Eur Rev Med Pharmacol Sci. 2020 Oct;24(20):10542-10549. doi: 10.26355/eurrev_202010_23407.
OBJECTIVE: The aim of this study was to investigate the effects of oxaliplatin on intestinal floras, inflammation level, apoptosis-related gene expressions and oxidative stress in rats with colorectal cancer.
MATERIALS AND METHODS: A total of 30 adult Sprague-Dawley (SD) rats were selected as research objects and were divided into control group, model group and oxaliplatin group. Rats in control group were raised normally, without any treatment. Rats in model group were subcutaneously injected with dimethylhydrazine (25 mg/kg) to establish the model of colorectal cancer. Meanwhile, rats in oxaliplatin group were injected with oxaliplatin (15 mg/kg) once every 2 weeks for 12 consecutive weeks. Peripheral blood, intestinal tumor tissues and feces were collected from rats. In addition, inflammatory indexes [tumor necrosis factor-alpha (TNF-α), C-reactive protein (CRP), interleukin-4 (IL-4) and IL-1β], oxidative stress indexes [catalase (CAT), superoxide dismutase (SOD), reduced glutathione (GSH) and total antioxidant capacity (T-AOC)], expressions of apoptosis-related genes [apoptotic protease activating factor-1 (Apaf1), Caspase-9, Survivin and B-cell lymphoma-2 (Bcl-2)] and intestinal floras were detected.

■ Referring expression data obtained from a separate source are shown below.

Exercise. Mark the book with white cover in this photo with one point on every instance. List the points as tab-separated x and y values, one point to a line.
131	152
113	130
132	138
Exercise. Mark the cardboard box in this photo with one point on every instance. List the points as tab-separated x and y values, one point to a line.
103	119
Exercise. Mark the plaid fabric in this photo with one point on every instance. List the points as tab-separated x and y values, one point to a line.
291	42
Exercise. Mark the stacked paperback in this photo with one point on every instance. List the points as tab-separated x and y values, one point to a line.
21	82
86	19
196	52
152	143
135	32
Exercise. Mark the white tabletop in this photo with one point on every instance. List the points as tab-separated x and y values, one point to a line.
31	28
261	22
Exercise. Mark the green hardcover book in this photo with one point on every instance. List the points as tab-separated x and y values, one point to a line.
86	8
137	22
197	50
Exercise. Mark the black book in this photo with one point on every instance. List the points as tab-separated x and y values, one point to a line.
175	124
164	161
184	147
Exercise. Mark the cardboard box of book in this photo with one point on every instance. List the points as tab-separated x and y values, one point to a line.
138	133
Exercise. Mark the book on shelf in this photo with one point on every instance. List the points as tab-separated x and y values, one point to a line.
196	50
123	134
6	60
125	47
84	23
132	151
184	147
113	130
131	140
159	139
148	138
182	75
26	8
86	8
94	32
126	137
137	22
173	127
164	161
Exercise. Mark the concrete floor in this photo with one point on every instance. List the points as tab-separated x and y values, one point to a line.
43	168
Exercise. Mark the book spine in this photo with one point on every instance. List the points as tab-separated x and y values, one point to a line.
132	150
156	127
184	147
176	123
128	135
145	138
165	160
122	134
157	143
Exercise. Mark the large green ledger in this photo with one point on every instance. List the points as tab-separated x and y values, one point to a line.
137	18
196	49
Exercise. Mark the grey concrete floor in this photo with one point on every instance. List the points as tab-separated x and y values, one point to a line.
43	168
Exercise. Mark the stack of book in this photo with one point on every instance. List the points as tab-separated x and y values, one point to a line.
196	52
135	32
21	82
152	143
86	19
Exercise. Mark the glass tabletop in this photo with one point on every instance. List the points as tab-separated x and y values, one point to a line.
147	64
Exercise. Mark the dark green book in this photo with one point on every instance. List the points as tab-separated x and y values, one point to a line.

RESULTS: The abundance of microorganisms such as Sphaerobacterales, Adlercreutzia and Coriobacterium glomerans increased significantly in the intestines in control group (p<0.05). However, the abundance of Bifidobacterium, Rikenellaceae and Paraprevotella in the intestines was obviously higher in model group (p<0.05). Oxaliplatin group exhibited remarkably higher abundance of such microorganisms as Cyanobacteria, Alistipes and Metascardovia in rat intestines (p<0.05). The content of Alistipes was the highest in oxaliplatin group, followed by control group and model group, and the difference was statistically significant (p<0.05). The levels of serum TNF-α, CRP and IL-1β were remarkably higher in model group than those in control group (p<0.05). Oxaliplatin group exhibited notably lower levels of serum TNF-α, CRP and IL-1β (p<0.05) and higher IL-4 level than model group (p<0.05). The content of serum CAT, SOD, GSH and T-AOC was markedly elevated in model group compared with control group (p<0.05). However, it was significantly reduced in oxaliplatin group in comparison with model group (p<0.05). Compared with control group, model group had distinctly lower expressions of Apaf1, Caspase-9 and Survivin but an evidently higher expression level of Bcl-2 in tumor tissues (p<0.05). Moreover, the expressions of Apaf1, Caspase-9 and Survivin were clearly higher, while that of Bcl-2 was prominently lower in tumor tissues in oxaliplatin group than model group (p<0.05).
CONCLUSIONS: Oxaliplatin exerts significant effects on the inflammation, oxidative stress, apoptosis-related genes and intestinal floras in rats with CRC.